Des rassemblements dans toute la France pour défendre le droit à l'avortement, Agnès Buzyn annonce des mesures pour faciliter l'IVG

Des rassemblements dans toute la France pour défendre le droit à l'avortement, Agnès Buzyn annonce des mesures pour faciliter l'IVG
La ministre de la Santé Agnès Buzyn, le 19 septembre 2019 à Paris.

Orange avec AFP-Services, publié le samedi 28 septembre 2019 à 19h40

En cette journée internationale pour le droit à l'avortement, les manifestants ont rappelé que depuis 2012, 60 centres pratiquant des IVG avaient été fermés en France et qu'il existait des "disparités territoriales flagrantes" entre les régions. 

Des rassemblements ont eu lieu à Paris, Bordeaux, Lille, Marseille, Nantes ou encore Toulouse, samedi 28 septembre pour la journée internationale pour le droit à l'avortement.
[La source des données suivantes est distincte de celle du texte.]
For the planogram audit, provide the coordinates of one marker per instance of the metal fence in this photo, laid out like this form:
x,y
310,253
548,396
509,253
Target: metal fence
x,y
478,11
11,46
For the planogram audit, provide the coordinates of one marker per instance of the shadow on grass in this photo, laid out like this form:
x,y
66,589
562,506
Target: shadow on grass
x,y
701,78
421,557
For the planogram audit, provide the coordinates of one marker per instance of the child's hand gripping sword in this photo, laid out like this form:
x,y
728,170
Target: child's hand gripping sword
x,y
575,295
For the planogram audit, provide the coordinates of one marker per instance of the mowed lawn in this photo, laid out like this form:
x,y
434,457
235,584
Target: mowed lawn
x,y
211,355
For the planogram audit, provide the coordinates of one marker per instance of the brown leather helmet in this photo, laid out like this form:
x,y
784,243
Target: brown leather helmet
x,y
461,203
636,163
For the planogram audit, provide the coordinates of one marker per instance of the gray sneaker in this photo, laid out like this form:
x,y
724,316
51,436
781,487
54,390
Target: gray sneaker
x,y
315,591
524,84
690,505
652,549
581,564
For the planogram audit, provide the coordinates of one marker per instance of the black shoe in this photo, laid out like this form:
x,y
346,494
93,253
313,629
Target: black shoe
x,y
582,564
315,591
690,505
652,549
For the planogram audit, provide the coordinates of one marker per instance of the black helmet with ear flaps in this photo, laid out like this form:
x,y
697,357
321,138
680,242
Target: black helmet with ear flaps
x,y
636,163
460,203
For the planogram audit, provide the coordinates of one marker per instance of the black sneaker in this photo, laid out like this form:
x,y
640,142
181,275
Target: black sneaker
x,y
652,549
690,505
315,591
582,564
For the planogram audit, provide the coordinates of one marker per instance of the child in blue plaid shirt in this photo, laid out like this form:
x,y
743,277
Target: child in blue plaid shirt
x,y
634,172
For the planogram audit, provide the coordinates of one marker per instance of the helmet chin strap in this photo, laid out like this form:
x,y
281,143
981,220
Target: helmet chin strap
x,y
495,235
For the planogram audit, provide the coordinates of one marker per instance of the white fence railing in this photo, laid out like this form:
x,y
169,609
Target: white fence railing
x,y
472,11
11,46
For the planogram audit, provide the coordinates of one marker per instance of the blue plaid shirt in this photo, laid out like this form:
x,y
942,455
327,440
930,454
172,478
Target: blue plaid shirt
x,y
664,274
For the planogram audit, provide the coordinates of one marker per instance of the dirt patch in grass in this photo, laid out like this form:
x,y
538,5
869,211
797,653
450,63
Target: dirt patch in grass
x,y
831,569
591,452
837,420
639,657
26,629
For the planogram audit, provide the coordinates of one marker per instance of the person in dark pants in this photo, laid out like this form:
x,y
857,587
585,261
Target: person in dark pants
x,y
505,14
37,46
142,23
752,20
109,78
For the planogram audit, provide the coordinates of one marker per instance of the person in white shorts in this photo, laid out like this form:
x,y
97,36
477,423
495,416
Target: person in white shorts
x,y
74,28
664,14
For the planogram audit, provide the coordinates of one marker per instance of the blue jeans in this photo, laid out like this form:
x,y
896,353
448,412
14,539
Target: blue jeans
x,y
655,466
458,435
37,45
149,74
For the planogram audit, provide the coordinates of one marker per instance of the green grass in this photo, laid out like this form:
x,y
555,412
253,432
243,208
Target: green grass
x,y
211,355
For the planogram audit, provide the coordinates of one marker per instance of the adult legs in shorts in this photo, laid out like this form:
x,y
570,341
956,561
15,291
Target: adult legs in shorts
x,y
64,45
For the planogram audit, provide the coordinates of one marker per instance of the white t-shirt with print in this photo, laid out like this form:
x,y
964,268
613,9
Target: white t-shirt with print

Vendredi, la ministre de la Santé Agnès Buzyn a annoncé une série de mesures pour conforter le "droit fondamental" à l'interruption volontaire de grossesse (IVG).


Lors du rassemblement parisien qui a mobilisé une petite centaine de personnes, le collectif du centre IVG de l'hôpital Tenon, situé dans le 20e arrondissement de Paris, a demandé "la création d'un poste de médecin praticien hospitalier dédié", pour mettre fin au "turn-over des médecins vacataires qui nuit au bon fonctionnement du centre et remet en cause le droit des femmes à avorter". 

"Nous demandons que l'IVG soit considérée comme un acte médical fait obligatoirement, et non laissé au choix de l'hôpital", a expliqué à l'AFP la gynécologue Danièle Gaudry, une des organisatrices de la manifestation parisienne et militante du Planning familial.

"Les hôpitaux publics sont censés tous pratiquer les IVG selon la loi, mais certains préfèrent pratiquer une science plus noble ou qui rapporte plus, d'autres estiment qu'un établissement qui pratique l'IVG pour une région donnée, cela suffit ... tout cela au détriment des femmes", souligne-t-elle. 

"Il y a des disparités territoriales flagrantes, et sur Paris, qui réalise un quart des IVG en France, les centres sont débordés", témoigne-t-elle. Selon une enquête des agences régionales de santé (ARS) s'il n'y a pas de "zones blanches", il y a des territoires "en tension" dans la majorité des régions, soit du fait de la démographie des professionnels, soit durant les périodes estivales. Danièle Gaudry a également rappelé la fermeture depuis 2012 de 60 centres pratiquant des IVG.



Vendredi, une série de mesures pour faciliter l'accès des femmes à l'interruption volontaire de grossesse ont été annoncées par la ministre de la Santé. Ainsi, des IVG instrumentales pourront être réalisées dans des centres de santé dès le premier trimestre 2020 et l'accès à l'IVG figurera parmi les critères d'évaluation des hôpitaux dans les contrats d'objectifs les liant aux ARS.

Il est également prévu l'inscription prioritaire de l'IVG dans la formation continue des médecins et des sages-femmes ou encore la mise en place d'un annuaire de l'offre d'IVG dans chaque région, actualisé pour prendre en compte la saisonnalité.

"Je suis et resterai toujours attentive à l'accès à l'IVG. C'est un droit fondamental. Les femmes doivent pouvoir être accueillies et suivies dans les conditions de sérénité et de sécurité dont elles ont besoin. J'y veillerai", a souligné la ministre dans un communiqué.


En "2018, 47.000 femmes sont mortes dans le monde des suites d'un avortement clandestin", selon le Planning familial.